There are any number of influences that make their presence felt on If You’re Satisfied, but for the most part The November Five lean heavily on the early punk chaos of The Stooges, the clever guitar work of New Wave bands like Television and ever so occasionally there’s the odd hint of Joy Division added for flavour. With the band clearly well versed in contemporary musical history, it’s unsurprising that they’ve looked to the past for inspiration. What’s important however is that they’re not so in thrall to the bands that inspire them that they seek to merely ape them, and instead head off in their own direction.
Here We Come opens the album in a fairly muted manner with just a squall of feedback floating over a straight up backbeat and bassline. Vocalist Joe Cribben sounds not unlike Edwyn Collins, as he fires out lyrics about being crushed by some unnamed woman. The song quickly opens up into an adrenaline fuelled rush, and the band appear to have taken their guidance from Sniffin’ Glue in terms of riffs as they batter off a powerful three or four chord hook.

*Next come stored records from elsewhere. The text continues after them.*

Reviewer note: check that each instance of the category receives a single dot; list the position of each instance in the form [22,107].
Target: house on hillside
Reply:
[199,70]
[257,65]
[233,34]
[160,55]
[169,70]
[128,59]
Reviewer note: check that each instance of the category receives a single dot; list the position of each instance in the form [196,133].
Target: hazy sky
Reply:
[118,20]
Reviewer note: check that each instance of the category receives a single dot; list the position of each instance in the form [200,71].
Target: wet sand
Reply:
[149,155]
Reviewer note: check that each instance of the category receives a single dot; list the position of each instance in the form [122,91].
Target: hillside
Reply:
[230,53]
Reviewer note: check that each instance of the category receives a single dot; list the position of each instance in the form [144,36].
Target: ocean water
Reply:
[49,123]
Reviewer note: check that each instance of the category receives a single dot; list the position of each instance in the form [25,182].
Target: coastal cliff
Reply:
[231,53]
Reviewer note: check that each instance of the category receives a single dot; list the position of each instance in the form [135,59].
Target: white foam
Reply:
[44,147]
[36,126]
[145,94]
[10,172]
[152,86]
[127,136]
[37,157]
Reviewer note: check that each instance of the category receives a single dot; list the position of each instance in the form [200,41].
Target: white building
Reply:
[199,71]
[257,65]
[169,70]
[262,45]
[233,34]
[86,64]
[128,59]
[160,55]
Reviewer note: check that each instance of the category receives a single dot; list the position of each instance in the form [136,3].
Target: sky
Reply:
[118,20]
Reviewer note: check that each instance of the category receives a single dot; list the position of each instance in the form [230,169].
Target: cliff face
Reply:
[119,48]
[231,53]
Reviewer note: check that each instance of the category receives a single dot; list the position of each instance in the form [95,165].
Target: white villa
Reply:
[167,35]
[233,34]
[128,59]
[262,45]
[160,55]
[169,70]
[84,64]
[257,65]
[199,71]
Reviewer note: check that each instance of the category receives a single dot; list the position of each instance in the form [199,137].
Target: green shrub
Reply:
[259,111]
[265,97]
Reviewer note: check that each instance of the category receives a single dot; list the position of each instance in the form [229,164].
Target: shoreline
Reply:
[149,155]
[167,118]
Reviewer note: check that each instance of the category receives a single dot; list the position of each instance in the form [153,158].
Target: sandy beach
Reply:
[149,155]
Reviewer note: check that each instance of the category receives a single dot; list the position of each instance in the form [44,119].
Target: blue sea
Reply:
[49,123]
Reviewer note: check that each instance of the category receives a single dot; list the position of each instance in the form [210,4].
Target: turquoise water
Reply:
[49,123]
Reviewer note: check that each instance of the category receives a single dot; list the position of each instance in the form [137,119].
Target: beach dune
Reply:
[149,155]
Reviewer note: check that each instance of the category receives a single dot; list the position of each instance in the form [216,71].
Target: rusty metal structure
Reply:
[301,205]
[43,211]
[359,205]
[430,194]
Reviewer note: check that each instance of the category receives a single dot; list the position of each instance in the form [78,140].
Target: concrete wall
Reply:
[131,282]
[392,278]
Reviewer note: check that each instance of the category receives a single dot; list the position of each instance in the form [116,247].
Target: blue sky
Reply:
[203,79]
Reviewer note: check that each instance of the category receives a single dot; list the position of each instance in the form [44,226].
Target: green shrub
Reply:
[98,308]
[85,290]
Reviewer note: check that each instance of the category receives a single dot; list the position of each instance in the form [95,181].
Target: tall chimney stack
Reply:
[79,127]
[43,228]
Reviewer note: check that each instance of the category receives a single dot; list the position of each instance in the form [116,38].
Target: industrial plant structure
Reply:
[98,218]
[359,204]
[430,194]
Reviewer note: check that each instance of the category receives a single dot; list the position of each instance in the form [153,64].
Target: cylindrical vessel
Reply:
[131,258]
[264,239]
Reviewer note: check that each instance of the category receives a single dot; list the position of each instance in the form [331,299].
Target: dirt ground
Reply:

Helicopter follows in similar fashion, with Stooges aggression mingling with New York New Wave to provide a full on assault with a vital pop-sensibility. I Demand changes tack a little as it drowns the obvious pop tones and bathes in waves of fuzzed up guitar. Picking Up The Pieces finds the band stretching themselves a little more and heading into slick rock territory (think Sonic Temple era The Cult), primarily it’s still fairly basic stuff until they hit the mid-section when everything degenerates into a creeping Gothic swamp. From here they head to Good To Be Alive which might well be a cover of a long lost Baby Bird song, with the main vocal apparently torn straight from Stephen Jones’ larynx. Breathe mixes Sex Pistols riffing with Joy Division aesthetics, the melancholy of one influence somehow elevated by the sheer exuberance of the other.
Good Cop Bad Cop features a button downed riff and a fantastic muscular bassline to compliment a lyric about police brutality. It might not be complex, but it doesn’t need to be as it swaggers through the verses like a street walking cheetah with a heart full of napalm. Closing the album is Reach Out which is at odds with almost everything else on the album A delicate, slinky affair, Cribben gets a touch of the Jim Morrison blues as he goes walking through the flames as the band keep things smouldering on the down low.
The November Fire might not be doing anything particularly new or groundbreaking, but they’ve produced an album that basks in the heady excitement of rock and roll and being a bit of a smart arse, which is about as good as it gets. Certainly it is not perfect, but then if we were totally satisfied, we’d be dead, and last time we checked, we had a pulse.